Personalabbau hat bei Mark E Priorität

Der Standortverantwortliche Martin Heesemann (links) erläuterte den Ustea-Mitgliedern, wie Mark E versucht, auf unterschiedliche Weisen mit dem Kraftwerk in Elverlingsen noch Geld zu verdienen. Foto: Griese

Werdohl - Dass das Kraftwerk in Elverlingsen keine große Zukunft mehr hat, ist längst kein Geheimnis mehr. Der Ausschuss für Umwelt- und Stadtentwicklung (Ustea) wollte sich am Dienstag aber vor Ort selbst ein Bild davon machen, wie lange es dort noch Arbeit gibt und was das Unternehmen für die Zeit nach der Abschaltung des letzten Kraftwerksblocks plant.

Der Standortverantwortliche Martin Heesemann skizzierte für die Besucher den Niedergang des einstmals wirtschaftlich gesunden Energielieferanten. Zu Hochzeiten standen in dem auf Kohleverstromung spezialisierten Betrieb 360 Menschen in Lohn und Brot, derzeit sind es weniger als 200. Und die Zahl der Beschäftigten wird weiter sinken. Kraftwerksbetreiber Mark E bemühe sich um eine sozialverträgliche Lösung, versicherte Heesemann mehrfach, ohne jedoch allzu konkret zu werden. Fest steht bis jetzt nur: Im März 2018 wird nach 36 Jahren auch der Steinkohle-Block E4 stillgelegt, der bei Volllast aus 2900 Tonnen Steinkohle pro Tag 345 Megawatt Jahresleistung bringen könnte. Doch er speist schon jetzt nur noch hin und wieder Strom ins Netz ein. Strom übrigens, den kaum noch jemand abnehmen möchte, wie Heesemann berichtete: „Selbst Polen will unseren Strom nicht mehr.“ Die Stromerzeugung mit Steinkohle und Erdgas ist einfach zu teuer geworden. „Die erneuerbaren Energien haben uns den Boden entzogen, wir können einfach nicht mehr wirtschaftlich produzieren“, gab der Betriebsleiter zu.

Stromerzeugung werde es deshalb in Elverlingsen ab Frühjahr 2018 nicht mehr geben. Was weiterlaufen soll, ist die Verbrennung von Klärschlamm, der fast aus dem gesamten nordddeutschen Raum in den Werdohler Nordwesten geliefert wird. Die Jahreskapazität der dafür im Herbst 2002 in Betrieb genommenen und 45 Millionen Euro teuren Wirbelschichtfeuerungsanlage beträgt 190 000 bis 200 000 Tonnen, die Ladung von 7500 bis 8000 Lastwagen. 27 Tonnen Kläranlagen-Rückstände sind es pro Stunde, die in der Anlage unter Zuhilfenahme von zwei Tonnen Steinkohle zu Asche werden.

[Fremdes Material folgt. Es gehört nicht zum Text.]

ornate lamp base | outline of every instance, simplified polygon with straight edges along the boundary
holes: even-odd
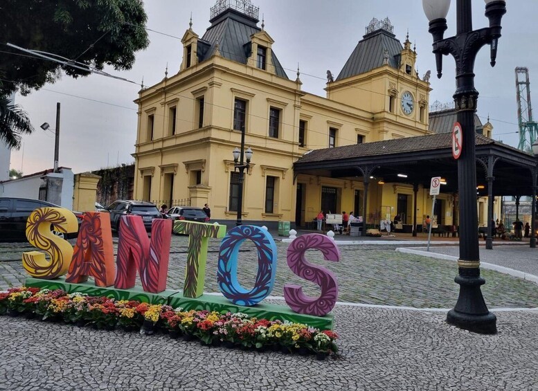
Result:
[[[478,268],[459,268],[454,281],[460,284],[460,295],[454,309],[447,315],[447,322],[460,329],[481,334],[497,332],[497,317],[487,310],[481,285],[485,280],[480,277]]]

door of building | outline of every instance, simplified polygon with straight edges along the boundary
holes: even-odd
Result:
[[[400,221],[407,224],[407,194],[398,194],[398,204],[396,208],[396,215],[400,216]]]
[[[433,208],[433,215],[437,216],[437,225],[438,226],[442,226],[445,224],[445,219],[443,219],[442,215],[442,203],[443,203],[442,199],[436,199],[436,206]]]
[[[336,188],[321,188],[321,210],[323,213],[339,213],[337,210],[337,196],[338,189]]]
[[[303,208],[305,185],[303,183],[297,183],[297,192],[295,201],[295,226],[300,227],[303,226]]]

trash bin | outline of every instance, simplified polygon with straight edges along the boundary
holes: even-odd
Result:
[[[350,236],[361,236],[362,234],[362,223],[351,223],[350,224]]]
[[[278,221],[278,236],[289,236],[289,221]]]

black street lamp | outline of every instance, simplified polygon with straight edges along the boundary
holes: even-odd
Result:
[[[476,163],[474,141],[474,113],[478,92],[474,88],[474,60],[484,45],[491,46],[491,64],[495,65],[497,43],[501,37],[501,19],[506,12],[503,0],[485,0],[485,16],[490,27],[473,30],[472,1],[456,0],[456,29],[454,37],[443,39],[447,28],[447,14],[450,0],[422,0],[424,13],[429,20],[429,31],[433,36],[437,75],[442,74],[442,55],[452,55],[456,60],[456,90],[454,95],[457,120],[463,134],[462,152],[458,161],[458,185],[460,189],[460,258],[458,275],[460,295],[447,322],[462,329],[481,334],[497,331],[496,316],[487,310],[480,287],[485,280],[480,276],[478,226],[476,208]]]
[[[536,248],[536,191],[537,174],[538,174],[538,140],[532,144],[532,153],[537,159],[536,165],[531,171],[532,173],[532,210],[530,212],[530,248]]]
[[[244,170],[247,170],[250,165],[252,158],[252,149],[251,147],[244,150],[244,131],[241,133],[241,150],[237,147],[233,152],[233,166],[234,171],[239,170],[239,196],[237,197],[237,218],[235,220],[235,225],[240,226],[243,224],[242,220],[243,213],[243,183],[244,182]],[[245,162],[244,157],[246,158]]]

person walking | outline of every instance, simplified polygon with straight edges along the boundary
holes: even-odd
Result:
[[[202,208],[202,210],[204,212],[206,212],[206,215],[207,215],[207,217],[208,219],[211,218],[211,210],[209,208],[209,206],[207,203],[204,204],[204,208]]]
[[[316,217],[316,221],[318,223],[318,230],[321,230],[321,225],[323,224],[323,218],[325,216],[323,216],[323,211],[320,210],[319,213],[318,213],[317,217]]]
[[[516,219],[516,221],[514,221],[514,233],[516,235],[516,237],[519,239],[521,239],[521,237],[523,236],[521,235],[521,230],[523,230],[523,223],[519,221],[519,219]]]

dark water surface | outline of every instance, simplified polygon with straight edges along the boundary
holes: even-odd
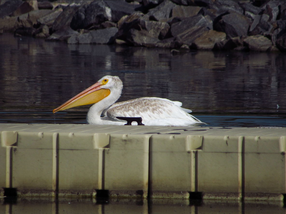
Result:
[[[4,201],[4,200],[3,200]],[[0,203],[2,202],[0,198]],[[9,214],[237,214],[285,213],[282,201],[185,199],[110,199],[99,201],[87,198],[72,199],[19,199],[12,203],[0,203],[0,212]]]
[[[178,101],[212,126],[286,127],[286,54],[68,45],[0,35],[0,122],[84,123],[90,106],[53,109],[105,75],[122,101]],[[277,105],[278,105],[277,106]]]

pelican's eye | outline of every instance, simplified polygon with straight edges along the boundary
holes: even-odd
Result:
[[[102,80],[102,84],[105,84],[107,83],[107,82],[108,82],[108,79],[104,79],[103,80]]]

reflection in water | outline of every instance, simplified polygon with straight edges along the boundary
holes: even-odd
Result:
[[[16,203],[5,203],[0,199],[1,213],[9,214],[37,213],[59,214],[92,213],[285,213],[282,201],[246,201],[235,200],[185,199],[110,199],[98,203],[95,199],[18,199]]]
[[[51,112],[107,75],[123,82],[119,101],[166,98],[182,102],[196,116],[286,113],[283,53],[173,55],[168,49],[68,45],[5,34],[0,35],[0,112],[36,112],[42,122],[50,122],[51,116],[43,118],[40,113]],[[86,112],[89,108],[68,111]]]

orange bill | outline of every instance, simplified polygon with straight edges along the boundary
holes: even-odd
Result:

Den bei der Klärschlammverbrennung entstehen- den Wasserdampf verwertet Mark E derzeit energetisch. Diese Möglichkeit fällt nach Abschaltung des Kraftwerks weg. „Wir suchen derzeit nach einer Lösung, den Dampf zu verwerten“, gab Heesemann einen Einblick in die kurz- bis mittelfristigen Planungen des Unternehmens.

Noch Zukunftsmusik ist dagegen die Verwertung von Phosphor, der in der Klärschlamm-Asche enthalten ist. „Phosphor ist ein wertvoller Rohstoff, deshalb ist das ein interessanter Ansatz“, sagte Heesemann. Eine entsprechende Versuchsanlage habe sich Mark E in Hamburg bereits anschaut, aus Sicht Heesemanns ist die Phosphor-Gewinnung aber noch nicht über den Status eines Garagen-Projekts hinaus.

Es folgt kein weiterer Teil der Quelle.